J’ai passé la semaine dernière à Sao Paulo, où l’ABEST ( « Associaçao Brasileira de Estilistas », équivalent de la Fédération Française de la couture, du prêt-à-porter et des créateurs de mode Française) m’avait invité à participer à un salon d’un genre nouveau: le Salao +B.
Ce salon présentait de nombreuses marques Brésiliennes. Certaines très connues: Osklen, Cecilia Prado, Iodice et Jo de Mer. Mais j’ai pu en découvrir d’autres comme la marque de foulard Scarf.Me ou la marque de prêt-à-porter Wasabi.
Avant d’être un salon d’achat, ce salon était un salon « intelligent », au sens « didactique » du terme. La mode est au même titre que l’Art en général, un moyen d’expression d’une époque, d’un pays… Mais elle engage une « économie » beaucoup plus large. De la production du tissu, en passant par les usines où on la confectionne et les points de ventes elle entraîne des problématiques industrielles, commerciales et culturelles. Dans le monde entier on se pose toujours la question de savoir si la mode doit dépendre du Ministère de la Culture, de L’industrie ou du Commerce. La réponse est qu’elle participe des trois à la fois.
Raison de plus pour se poser ces questions, dans un pays en pleine explosion. Parmi les invités, Paulo Borges ( Président de la Sao Paulo Fashion Week, un peu le Didier Grumbach de la mode Brésilienne) mais aussi des journalistes ( Gloria Kalil), des Présidents de marques ( Reserva, The Craft Shoes Factory, Twins for Peace) et même le Gouverneur de l’Etat de Sao Paulo: Geraldo Alckim.
Voici le constat synthétisé. Jusqu’à présent, Il y avait relativement peu d’importations de marques étrangères et de matières premières au Brésil, les taxes à l’entrée étant prohibitives. Etant dans l’Hémisphère Sud, les saisons sont inversées. Depuis qu’elle existe, la mode Brésilienne vit un peu en autarcie sur elle même. De plus, jusqu’à récemment, l’inflation était telle qu’il était impossible d’exporter. Les top modèles Brésiliens se sont rendus plus vite célèbres à l’international que la création de leur propre pays!
Mais aujourd’hui la donne a changé: les prix sont relativement stables, et de grands groupes internationaux ( Zara, Topshop) arrivent, quitte à un peu renier leurs marges pour conquérir un marché de plus de 200 millions d’habitants dont la classe moyenne ne cesse de grandir. Les maisons de luxe et de haut de gamme arrivent aussi ( Vuitton, Hermès, bientôt Balmain). Que faire alors si l’on exporte pas ou peu sa production, et que le « moyen de gamme » ainsi que le luxe international arrivent en force?

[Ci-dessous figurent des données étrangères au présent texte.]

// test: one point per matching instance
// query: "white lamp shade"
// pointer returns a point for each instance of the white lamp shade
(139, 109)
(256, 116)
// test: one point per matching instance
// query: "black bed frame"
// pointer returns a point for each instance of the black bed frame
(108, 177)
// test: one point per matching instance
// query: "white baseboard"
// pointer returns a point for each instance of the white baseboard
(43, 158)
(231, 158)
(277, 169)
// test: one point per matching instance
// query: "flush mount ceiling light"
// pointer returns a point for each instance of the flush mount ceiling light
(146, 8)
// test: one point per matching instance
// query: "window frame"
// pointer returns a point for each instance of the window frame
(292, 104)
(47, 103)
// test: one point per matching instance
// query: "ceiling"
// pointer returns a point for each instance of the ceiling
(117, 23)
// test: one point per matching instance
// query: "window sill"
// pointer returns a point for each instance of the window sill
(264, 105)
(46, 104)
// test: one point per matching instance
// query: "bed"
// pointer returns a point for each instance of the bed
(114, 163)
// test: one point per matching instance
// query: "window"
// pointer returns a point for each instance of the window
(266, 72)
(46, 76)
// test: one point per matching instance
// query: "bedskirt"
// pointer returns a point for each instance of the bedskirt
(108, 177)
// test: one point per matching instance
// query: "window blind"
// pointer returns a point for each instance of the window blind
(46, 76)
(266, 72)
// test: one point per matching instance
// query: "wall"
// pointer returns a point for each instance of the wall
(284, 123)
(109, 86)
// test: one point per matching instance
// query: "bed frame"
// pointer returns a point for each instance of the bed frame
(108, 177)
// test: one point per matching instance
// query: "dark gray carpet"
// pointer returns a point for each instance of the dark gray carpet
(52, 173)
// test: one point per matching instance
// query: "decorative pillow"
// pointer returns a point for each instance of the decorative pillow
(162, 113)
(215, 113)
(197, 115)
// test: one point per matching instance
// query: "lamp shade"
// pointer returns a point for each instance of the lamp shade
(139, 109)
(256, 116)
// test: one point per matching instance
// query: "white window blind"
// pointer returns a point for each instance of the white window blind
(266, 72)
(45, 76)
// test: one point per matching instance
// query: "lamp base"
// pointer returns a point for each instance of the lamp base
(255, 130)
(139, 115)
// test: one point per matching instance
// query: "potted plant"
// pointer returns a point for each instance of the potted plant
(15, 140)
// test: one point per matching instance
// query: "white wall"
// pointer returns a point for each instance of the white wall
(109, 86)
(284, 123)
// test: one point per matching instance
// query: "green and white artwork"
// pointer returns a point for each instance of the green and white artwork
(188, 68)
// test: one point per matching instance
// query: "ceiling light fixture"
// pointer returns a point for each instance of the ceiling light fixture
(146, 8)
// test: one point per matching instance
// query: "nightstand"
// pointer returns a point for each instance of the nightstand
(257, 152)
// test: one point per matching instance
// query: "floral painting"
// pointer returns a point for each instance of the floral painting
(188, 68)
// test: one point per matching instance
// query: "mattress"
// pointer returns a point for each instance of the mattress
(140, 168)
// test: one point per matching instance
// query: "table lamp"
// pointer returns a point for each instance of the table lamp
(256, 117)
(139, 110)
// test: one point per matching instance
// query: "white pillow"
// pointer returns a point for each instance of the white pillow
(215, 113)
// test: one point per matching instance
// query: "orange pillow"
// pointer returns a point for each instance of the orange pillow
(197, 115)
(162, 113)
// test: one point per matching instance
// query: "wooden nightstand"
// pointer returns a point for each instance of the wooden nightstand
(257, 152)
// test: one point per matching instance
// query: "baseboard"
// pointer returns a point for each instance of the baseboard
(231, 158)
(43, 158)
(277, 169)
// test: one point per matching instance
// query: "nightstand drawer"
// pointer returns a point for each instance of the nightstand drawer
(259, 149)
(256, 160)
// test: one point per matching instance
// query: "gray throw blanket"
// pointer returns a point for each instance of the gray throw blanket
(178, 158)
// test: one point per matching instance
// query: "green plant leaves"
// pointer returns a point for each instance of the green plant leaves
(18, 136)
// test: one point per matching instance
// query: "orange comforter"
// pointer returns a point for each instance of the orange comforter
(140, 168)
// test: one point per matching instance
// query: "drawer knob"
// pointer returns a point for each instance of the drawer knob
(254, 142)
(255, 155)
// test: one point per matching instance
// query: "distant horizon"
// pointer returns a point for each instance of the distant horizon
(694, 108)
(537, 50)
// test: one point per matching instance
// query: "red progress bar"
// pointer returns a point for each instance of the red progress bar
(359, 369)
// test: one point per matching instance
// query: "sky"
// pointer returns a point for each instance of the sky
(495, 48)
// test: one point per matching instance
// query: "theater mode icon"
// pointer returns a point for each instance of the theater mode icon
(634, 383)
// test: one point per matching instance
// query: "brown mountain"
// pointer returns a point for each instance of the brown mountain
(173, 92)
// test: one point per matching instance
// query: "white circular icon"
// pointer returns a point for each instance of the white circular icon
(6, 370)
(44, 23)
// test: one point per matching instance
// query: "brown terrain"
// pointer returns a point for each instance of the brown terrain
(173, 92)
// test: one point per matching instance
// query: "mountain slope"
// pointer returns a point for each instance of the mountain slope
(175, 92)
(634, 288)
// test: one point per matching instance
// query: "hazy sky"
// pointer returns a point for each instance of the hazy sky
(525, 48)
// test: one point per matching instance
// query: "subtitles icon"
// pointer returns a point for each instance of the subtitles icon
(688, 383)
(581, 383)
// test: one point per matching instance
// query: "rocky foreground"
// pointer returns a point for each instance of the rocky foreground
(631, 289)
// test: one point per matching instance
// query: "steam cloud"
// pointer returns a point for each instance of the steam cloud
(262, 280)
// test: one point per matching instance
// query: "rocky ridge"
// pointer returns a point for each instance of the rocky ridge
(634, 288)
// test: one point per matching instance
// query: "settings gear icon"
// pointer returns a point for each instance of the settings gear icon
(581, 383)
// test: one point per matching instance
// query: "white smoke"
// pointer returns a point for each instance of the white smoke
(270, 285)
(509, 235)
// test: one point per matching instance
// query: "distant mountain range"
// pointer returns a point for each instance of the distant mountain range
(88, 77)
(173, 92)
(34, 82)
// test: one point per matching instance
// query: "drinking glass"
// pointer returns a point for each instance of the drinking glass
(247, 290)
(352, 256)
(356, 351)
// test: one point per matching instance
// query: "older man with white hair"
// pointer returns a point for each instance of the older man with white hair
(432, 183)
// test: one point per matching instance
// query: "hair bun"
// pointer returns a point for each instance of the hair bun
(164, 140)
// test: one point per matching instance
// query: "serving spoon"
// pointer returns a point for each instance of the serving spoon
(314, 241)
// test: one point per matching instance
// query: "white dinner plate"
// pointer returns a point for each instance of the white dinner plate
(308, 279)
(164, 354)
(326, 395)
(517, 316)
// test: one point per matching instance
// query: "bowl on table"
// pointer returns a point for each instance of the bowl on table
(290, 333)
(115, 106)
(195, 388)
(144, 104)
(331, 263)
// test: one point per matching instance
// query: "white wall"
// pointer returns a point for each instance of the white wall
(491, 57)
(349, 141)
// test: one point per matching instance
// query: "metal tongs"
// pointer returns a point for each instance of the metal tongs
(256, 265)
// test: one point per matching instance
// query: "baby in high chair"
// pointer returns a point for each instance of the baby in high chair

Plusieurs réponses, parfois contradictoires, ont été apportées. Certains prônent une fabrication et une distribution 100% Brésilienne ( c’est un enjeu politique pour l’emploi et le développement du pays), d’autres prônent une ouverture. La prochaine saison, la Fashion Week de Sao Paulo se calera sur un calendrier plus international ( Octobre et Mars) et intégrera donc l’ouverture saisonnière de budget des acheteurs internationaux. Comme le disait Luc Zeltner, Directeur du magasin MERCI à Paris, l’Europe est avide d’une création nouvelle, dynamique et gaie que peut pleinement apporter le Brésil.
Le Brésil doit donc réorganiser son système de mode selon la voie organique qui lui conviendra et qui pourra permettre de digérer sereinement la concurrence internationale sur son territoire, et de partir à la conquête du reste du monde hors de ces frontières.